From such a wealth of materials and events, any chronology inevitably is a selection from the author/editor’s interests and preferences. The chronology below has attempted to be non-technical and thus more available to historians and non-chemists.

1755 Joseph Black (Great Britain), Experiments upon Magnesia, Quicklime and other Alkaline Substances, discovers “fixed air” (carbonic-acid gas, carbon dioxide).

1760-66 Henry Cavendish (Great Britain), at Cambridge, studies “inflammable air” (hydrogen), and shows water to be a union of two gases. [see 1805-06]

1767 Joseph Priestly (Great Britain) experiments at Leeds with mineral acids and gases of air. Discovers “inert air” (nitrogen) 1772 [independently of Daniel Rutherford], and “fire air” (oxygen) 1775 [independently of Scheele].

1774 Karl Wilhelm Scheele (Sweden) discovers chlorine; later glycerine, tungsten and < hydrogen sulphide gas 1781. Early respiratory death from chlorine-poisoning.

1778-88 ANTOINE LAURENT LAVOISIER (France) proves air to be a mixture of gases; introduces names ‘oxygen’ and ‘nitrogen’; disproves Stahl’s animistic Phlogiston Theory of 1694; elevates chemistry to a modern experimental empirical-deductive and rational science.
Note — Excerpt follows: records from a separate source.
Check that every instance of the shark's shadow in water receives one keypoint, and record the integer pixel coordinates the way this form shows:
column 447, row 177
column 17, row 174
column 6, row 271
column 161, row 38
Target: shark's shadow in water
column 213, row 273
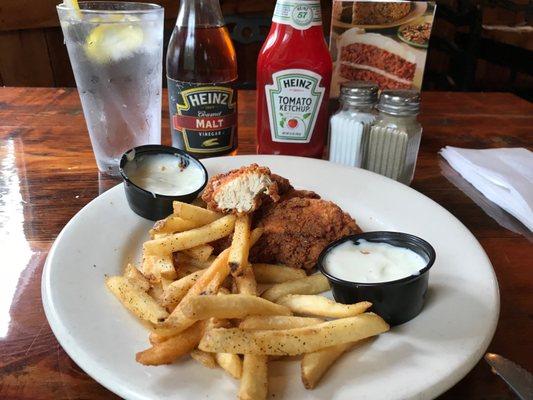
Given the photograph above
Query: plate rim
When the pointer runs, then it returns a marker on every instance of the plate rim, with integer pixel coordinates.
(90, 367)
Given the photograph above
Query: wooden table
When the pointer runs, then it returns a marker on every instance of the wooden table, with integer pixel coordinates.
(48, 173)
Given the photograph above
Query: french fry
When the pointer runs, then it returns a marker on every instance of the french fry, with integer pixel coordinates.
(195, 237)
(313, 284)
(140, 303)
(322, 306)
(271, 273)
(200, 253)
(293, 341)
(194, 213)
(231, 363)
(315, 365)
(156, 338)
(245, 283)
(177, 290)
(155, 267)
(206, 359)
(165, 283)
(170, 350)
(136, 277)
(216, 283)
(254, 381)
(156, 292)
(172, 224)
(240, 245)
(165, 265)
(209, 282)
(229, 306)
(149, 270)
(275, 322)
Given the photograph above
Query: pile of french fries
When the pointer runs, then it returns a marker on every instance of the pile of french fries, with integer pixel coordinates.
(209, 307)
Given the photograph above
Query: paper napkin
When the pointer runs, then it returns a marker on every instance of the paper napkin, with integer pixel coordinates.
(504, 176)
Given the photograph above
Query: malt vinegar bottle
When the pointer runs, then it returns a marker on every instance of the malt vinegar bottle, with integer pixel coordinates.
(201, 74)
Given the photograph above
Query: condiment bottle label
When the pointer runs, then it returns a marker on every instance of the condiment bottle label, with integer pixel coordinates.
(204, 118)
(298, 14)
(293, 102)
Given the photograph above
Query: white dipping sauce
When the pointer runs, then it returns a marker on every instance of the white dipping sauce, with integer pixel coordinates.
(164, 174)
(369, 262)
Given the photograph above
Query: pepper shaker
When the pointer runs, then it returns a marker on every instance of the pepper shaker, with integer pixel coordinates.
(394, 139)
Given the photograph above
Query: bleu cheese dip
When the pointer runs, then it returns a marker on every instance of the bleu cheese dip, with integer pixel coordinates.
(372, 262)
(163, 173)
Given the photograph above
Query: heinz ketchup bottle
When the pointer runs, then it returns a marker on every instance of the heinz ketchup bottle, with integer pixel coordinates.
(293, 78)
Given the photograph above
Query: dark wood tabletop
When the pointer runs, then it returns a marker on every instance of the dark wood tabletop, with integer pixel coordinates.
(48, 173)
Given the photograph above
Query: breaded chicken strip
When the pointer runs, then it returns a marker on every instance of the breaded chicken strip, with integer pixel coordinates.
(242, 190)
(298, 229)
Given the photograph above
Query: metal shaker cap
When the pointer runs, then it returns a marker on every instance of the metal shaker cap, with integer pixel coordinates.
(359, 93)
(399, 102)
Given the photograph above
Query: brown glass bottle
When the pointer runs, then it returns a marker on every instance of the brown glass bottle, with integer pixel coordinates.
(201, 73)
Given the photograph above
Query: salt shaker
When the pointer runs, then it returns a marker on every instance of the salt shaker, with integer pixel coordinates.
(351, 123)
(394, 139)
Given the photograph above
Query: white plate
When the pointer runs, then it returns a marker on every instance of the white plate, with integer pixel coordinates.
(420, 359)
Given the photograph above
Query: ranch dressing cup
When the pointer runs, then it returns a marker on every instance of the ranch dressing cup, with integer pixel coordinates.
(394, 139)
(350, 125)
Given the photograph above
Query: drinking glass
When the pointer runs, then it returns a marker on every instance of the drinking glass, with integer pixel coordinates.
(116, 52)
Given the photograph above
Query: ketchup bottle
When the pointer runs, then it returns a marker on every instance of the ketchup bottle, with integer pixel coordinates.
(293, 79)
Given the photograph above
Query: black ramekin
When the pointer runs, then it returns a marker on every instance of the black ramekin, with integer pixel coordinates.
(150, 205)
(395, 301)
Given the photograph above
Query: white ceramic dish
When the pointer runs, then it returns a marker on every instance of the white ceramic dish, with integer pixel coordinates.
(418, 360)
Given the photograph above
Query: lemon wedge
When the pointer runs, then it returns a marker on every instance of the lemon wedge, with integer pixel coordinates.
(113, 42)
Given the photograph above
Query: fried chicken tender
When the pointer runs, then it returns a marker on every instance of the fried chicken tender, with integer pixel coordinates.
(297, 229)
(243, 190)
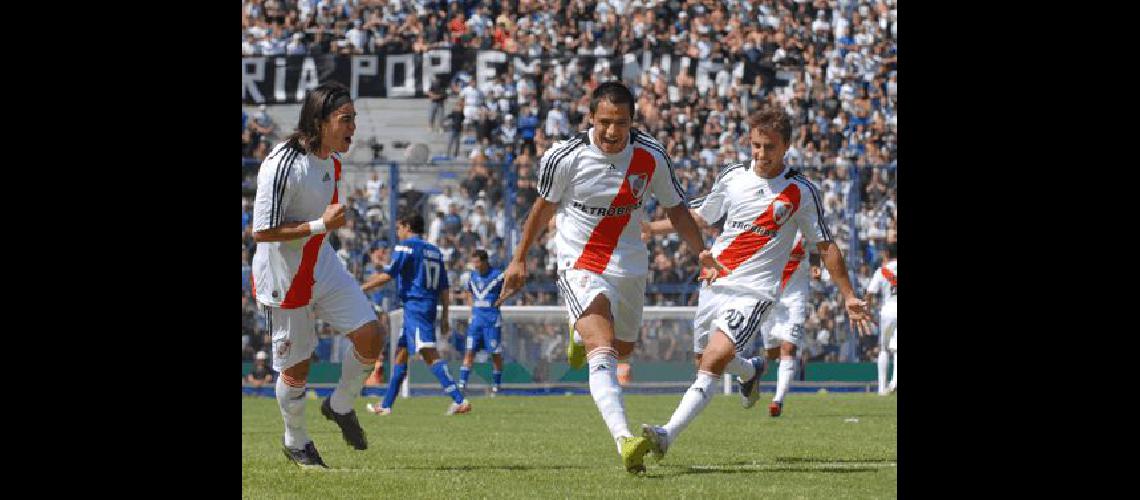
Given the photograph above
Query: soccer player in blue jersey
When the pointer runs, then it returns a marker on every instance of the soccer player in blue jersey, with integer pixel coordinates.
(486, 329)
(421, 279)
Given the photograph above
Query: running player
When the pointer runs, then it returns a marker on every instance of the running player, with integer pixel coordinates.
(885, 283)
(765, 206)
(421, 278)
(596, 183)
(486, 329)
(296, 276)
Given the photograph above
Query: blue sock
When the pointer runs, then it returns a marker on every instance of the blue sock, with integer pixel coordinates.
(398, 373)
(445, 380)
(464, 375)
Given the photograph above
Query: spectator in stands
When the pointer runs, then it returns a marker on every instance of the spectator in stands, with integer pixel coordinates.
(438, 96)
(455, 125)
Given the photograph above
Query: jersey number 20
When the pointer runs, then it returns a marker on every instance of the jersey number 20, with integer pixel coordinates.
(431, 273)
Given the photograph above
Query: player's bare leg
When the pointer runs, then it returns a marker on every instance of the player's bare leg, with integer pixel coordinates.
(595, 325)
(496, 373)
(290, 392)
(713, 362)
(469, 360)
(439, 368)
(787, 351)
(355, 369)
(399, 371)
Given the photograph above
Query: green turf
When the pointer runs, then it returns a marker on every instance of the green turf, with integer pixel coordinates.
(544, 447)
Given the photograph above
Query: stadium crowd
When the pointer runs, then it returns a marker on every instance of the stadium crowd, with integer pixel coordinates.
(841, 96)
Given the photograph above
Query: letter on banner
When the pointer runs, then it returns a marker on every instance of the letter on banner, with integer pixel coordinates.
(279, 80)
(431, 71)
(308, 80)
(250, 80)
(407, 88)
(483, 70)
(363, 66)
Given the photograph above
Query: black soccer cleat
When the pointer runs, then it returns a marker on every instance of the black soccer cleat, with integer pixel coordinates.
(307, 458)
(350, 427)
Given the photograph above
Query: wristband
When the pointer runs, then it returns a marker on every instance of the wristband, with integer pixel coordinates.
(317, 227)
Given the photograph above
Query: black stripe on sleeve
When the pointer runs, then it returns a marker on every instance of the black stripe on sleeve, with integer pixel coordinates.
(819, 206)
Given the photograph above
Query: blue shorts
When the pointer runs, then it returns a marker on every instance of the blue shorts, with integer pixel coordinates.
(485, 335)
(418, 326)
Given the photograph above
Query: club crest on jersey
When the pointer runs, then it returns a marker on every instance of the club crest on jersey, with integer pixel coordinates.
(637, 182)
(781, 211)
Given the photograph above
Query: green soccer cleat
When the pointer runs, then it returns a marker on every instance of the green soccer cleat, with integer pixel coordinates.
(633, 453)
(576, 354)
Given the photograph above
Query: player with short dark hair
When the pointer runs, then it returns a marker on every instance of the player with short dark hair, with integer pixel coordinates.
(485, 285)
(421, 279)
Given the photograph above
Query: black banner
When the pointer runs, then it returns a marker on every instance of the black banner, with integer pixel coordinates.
(285, 79)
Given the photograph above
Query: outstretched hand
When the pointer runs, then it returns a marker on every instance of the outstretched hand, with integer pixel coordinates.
(858, 314)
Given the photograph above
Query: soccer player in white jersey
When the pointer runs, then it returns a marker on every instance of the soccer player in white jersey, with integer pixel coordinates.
(296, 276)
(596, 183)
(885, 283)
(782, 329)
(764, 205)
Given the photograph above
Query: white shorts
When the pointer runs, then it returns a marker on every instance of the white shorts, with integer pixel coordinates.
(786, 322)
(739, 317)
(626, 295)
(336, 300)
(888, 328)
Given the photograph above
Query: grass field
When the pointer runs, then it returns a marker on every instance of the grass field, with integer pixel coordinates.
(544, 447)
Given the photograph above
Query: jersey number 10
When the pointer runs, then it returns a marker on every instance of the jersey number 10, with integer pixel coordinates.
(431, 275)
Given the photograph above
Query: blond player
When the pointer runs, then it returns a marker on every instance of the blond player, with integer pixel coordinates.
(764, 205)
(595, 183)
(296, 276)
(885, 283)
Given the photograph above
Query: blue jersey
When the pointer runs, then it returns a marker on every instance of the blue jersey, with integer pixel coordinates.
(485, 291)
(417, 267)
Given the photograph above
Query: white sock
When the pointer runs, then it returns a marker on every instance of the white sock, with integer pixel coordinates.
(884, 359)
(741, 368)
(694, 400)
(603, 386)
(783, 377)
(291, 401)
(894, 375)
(352, 375)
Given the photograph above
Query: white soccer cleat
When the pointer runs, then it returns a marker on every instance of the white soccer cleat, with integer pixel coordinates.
(658, 437)
(374, 408)
(458, 408)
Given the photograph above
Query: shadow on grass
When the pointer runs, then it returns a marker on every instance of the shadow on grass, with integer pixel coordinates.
(493, 467)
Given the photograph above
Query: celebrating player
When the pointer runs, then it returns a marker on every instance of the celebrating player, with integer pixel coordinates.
(765, 205)
(296, 276)
(421, 279)
(886, 284)
(486, 328)
(596, 182)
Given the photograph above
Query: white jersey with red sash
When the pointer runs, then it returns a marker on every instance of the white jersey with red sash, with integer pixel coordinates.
(293, 187)
(600, 201)
(763, 218)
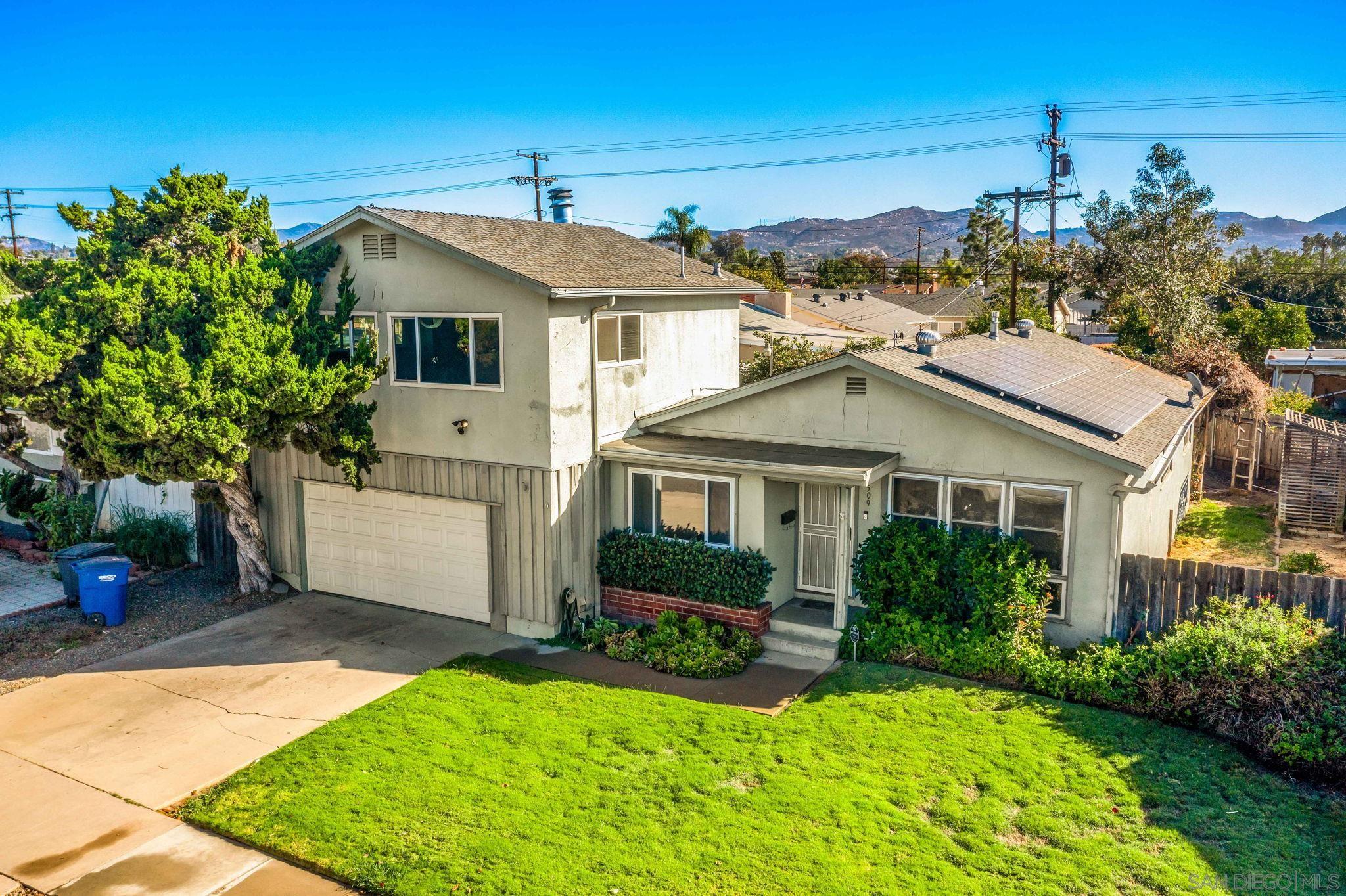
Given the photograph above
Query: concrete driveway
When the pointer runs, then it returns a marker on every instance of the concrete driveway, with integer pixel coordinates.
(88, 758)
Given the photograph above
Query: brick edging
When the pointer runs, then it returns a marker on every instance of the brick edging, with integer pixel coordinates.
(630, 606)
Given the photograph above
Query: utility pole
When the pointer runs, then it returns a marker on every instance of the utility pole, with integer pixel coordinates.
(538, 179)
(11, 214)
(919, 231)
(1054, 145)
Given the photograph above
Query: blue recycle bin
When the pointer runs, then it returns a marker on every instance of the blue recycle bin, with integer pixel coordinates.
(103, 589)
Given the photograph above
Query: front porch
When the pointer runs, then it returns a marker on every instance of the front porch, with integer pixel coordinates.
(805, 508)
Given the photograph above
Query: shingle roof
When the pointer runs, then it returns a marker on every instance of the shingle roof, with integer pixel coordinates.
(1140, 445)
(565, 256)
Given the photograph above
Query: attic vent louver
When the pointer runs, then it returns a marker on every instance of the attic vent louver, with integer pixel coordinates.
(380, 245)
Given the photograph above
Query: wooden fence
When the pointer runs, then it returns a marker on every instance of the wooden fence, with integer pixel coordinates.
(1271, 444)
(216, 548)
(1155, 593)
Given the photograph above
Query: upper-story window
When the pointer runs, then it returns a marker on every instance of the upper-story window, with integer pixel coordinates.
(361, 326)
(620, 338)
(447, 350)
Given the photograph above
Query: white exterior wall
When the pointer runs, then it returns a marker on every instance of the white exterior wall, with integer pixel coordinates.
(933, 437)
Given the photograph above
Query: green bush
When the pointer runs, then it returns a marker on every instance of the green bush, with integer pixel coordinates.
(64, 520)
(1305, 562)
(688, 648)
(160, 540)
(1270, 679)
(691, 570)
(19, 493)
(983, 579)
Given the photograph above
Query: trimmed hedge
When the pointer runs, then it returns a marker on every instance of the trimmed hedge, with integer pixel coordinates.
(689, 570)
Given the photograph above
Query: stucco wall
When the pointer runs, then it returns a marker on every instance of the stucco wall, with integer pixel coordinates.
(689, 349)
(507, 427)
(936, 437)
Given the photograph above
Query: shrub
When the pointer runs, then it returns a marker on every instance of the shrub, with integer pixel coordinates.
(160, 540)
(19, 493)
(691, 570)
(1306, 562)
(688, 648)
(1270, 679)
(64, 520)
(985, 579)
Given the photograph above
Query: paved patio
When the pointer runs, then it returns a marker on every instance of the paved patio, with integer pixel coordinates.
(26, 585)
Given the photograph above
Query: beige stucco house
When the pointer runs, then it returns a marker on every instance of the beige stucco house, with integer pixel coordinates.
(552, 381)
(516, 349)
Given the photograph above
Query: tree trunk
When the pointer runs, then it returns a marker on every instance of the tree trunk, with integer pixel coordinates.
(245, 526)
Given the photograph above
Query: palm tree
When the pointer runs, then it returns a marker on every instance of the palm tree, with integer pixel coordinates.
(680, 229)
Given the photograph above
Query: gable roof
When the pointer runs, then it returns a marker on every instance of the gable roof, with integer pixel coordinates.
(1135, 451)
(557, 259)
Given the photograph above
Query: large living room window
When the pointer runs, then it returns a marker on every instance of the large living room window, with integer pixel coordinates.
(682, 506)
(1038, 514)
(447, 350)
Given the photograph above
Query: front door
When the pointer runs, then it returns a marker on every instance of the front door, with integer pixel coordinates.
(820, 527)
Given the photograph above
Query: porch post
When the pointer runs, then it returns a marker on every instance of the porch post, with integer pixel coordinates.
(846, 529)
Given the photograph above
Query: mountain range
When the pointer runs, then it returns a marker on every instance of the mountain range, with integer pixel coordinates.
(894, 233)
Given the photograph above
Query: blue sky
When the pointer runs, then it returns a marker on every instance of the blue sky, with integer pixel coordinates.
(105, 93)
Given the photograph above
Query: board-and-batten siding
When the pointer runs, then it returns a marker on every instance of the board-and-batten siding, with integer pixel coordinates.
(542, 521)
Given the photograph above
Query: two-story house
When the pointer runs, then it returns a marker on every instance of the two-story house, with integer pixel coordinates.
(516, 349)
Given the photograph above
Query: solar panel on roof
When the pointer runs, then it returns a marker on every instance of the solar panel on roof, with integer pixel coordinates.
(1107, 403)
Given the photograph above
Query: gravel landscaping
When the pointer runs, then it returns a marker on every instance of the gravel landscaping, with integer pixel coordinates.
(49, 642)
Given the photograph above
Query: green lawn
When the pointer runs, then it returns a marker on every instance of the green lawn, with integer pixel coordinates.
(493, 778)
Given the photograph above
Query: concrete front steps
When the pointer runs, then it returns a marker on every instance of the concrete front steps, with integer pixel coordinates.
(800, 638)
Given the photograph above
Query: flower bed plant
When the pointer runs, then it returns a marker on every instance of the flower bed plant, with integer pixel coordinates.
(687, 648)
(691, 570)
(1268, 679)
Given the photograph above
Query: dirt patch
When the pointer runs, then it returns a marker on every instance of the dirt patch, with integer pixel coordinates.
(49, 642)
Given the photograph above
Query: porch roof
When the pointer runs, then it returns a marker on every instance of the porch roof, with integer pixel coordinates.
(840, 466)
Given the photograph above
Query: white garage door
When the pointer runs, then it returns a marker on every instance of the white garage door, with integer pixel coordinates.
(396, 548)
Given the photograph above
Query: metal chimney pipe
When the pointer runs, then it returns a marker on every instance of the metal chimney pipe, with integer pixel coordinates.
(563, 205)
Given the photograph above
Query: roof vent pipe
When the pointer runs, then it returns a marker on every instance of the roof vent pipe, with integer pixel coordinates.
(563, 205)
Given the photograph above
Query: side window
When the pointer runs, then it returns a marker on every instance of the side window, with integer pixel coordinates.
(447, 350)
(1041, 516)
(620, 338)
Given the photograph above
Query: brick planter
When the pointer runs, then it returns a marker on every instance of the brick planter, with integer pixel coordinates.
(632, 606)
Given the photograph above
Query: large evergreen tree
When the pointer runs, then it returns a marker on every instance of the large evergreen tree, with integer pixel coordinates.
(198, 340)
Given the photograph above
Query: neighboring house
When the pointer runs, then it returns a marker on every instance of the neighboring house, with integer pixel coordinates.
(516, 347)
(804, 464)
(45, 451)
(1314, 372)
(757, 322)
Methode de Nomenclature chymique (with Claude Bertholet), uses present-day chemical symbols [ C, H, N, O etc.].

1785 Bertholet (France) shows ammonia to be a compound of hydrogen and nitrogen.

1786 Martin Klaproth (Germany) discovers uranium; also zirconium, strontium, titanium.

1789 Lavoisier, Traite elementaire de Chimie, founds modern approach to Chemistry. Produces Table of Thirty-One Chemical Elements, 1790. [See 1869]. Executed in French Revolution.

1790 Thomas Wedgwood (Great Britain) studies photo-chemistry of silver nitrate. [1827]

1791 Nicholas Leblanc (France) produces his soda-carbonate industrial process. [1863]

1792 Philadelphia Chemical Society founded. [1846]
— F. Accum (Germany) in England, pioneers use of coal-gas for street-lamps. [1820]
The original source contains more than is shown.